The London Olympics were a festival for statisticians. As an example, let’s look at the men’s 100 metres. Usain Bolt won this race with a time of 9.63 seconds (a new Olympic record). But all the entrants had very similar times apart from Asafa Powell, who pulled up with a groin injury and completed the race in 11.99 seconds. Leaving him out of the calculations, the difference between Usain Bolt and the last-but-one runner was only 0.35 seconds. This tiny sliver of time is only 3.6% longer than Bolt’s winning time. So a statistical summary of the race (using nonparametric statistics because of the skewed distribution) would say that the median race time was 9.84 seconds, with an interquartile range of 0.76-0.97 seconds. Or, in everyday language, they all (but one) ran very fast and there was little variation in the times they took.

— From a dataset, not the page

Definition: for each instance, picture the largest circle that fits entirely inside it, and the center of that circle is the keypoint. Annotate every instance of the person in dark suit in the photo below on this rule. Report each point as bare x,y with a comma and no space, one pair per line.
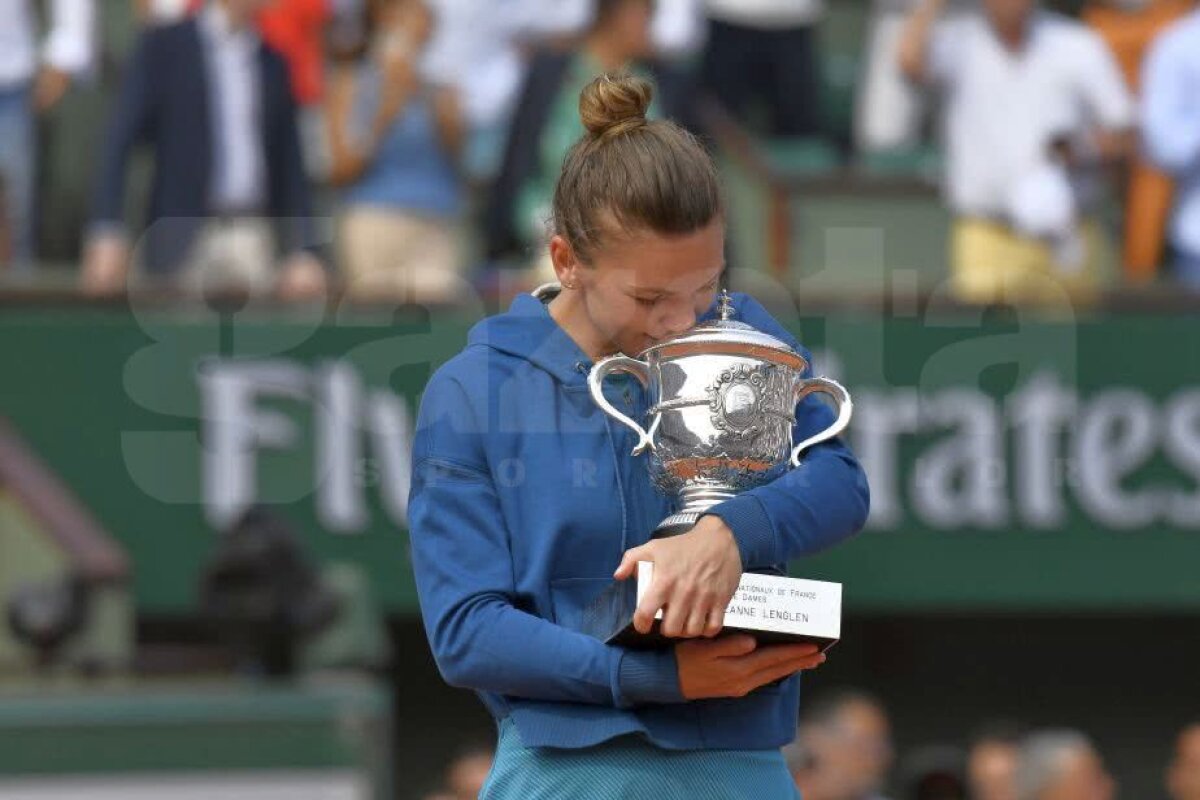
214,103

Of course, this misses the point. The 100 metres final is a race, and what matters in a race is the ranking of the runners - who comes first (and to a less degree second and third). But just as it makes no sense to ignore ranking in races, it is equally pointless to analyse all areas of human activity as if they are races. This does not stop people doing it, and rankings are now common not just for things that are simple to measure (such as the time taken to run a race), but also for institutions and the complex range of activities they perform. This means that such rankings have to be derived from multiples of ‘scores’ based on a range of unreliable data about something that can never be reliably measured.
As an example, let’s take university research and teaching. Recent years have seen a growing collection of international ‘league tables’ of universities. These use a wide range of data, including statistics about numbers of staff and students, numbers of publications in academic journals, income from research grants, and rankings by panels of academics. This data is then scored, weighted and combined to produce a combined score which can be ranked. Individual universities can then congratulate themselves that they have ascended from the 79th best university in the world to the 78th best, while those that have descended a place or two can fret, threaten their academic staff and sack their vice chancellor.
Yet higher education systems differ greatly between countries, and universities themselves are usually a diverse ragbag of big and small research groups, teaching teams, departments, and schools. This makes a single league table a dubious affair, even if it is based on reliable data. But that of course is not the case. The university in which I worked (by most standards a well-managed institution) struggled to find out what its academic staff were doing with their time, or the quality of their achievements. In other universities, the data on which international league tables are based may be little more than a work of mystery and imagination.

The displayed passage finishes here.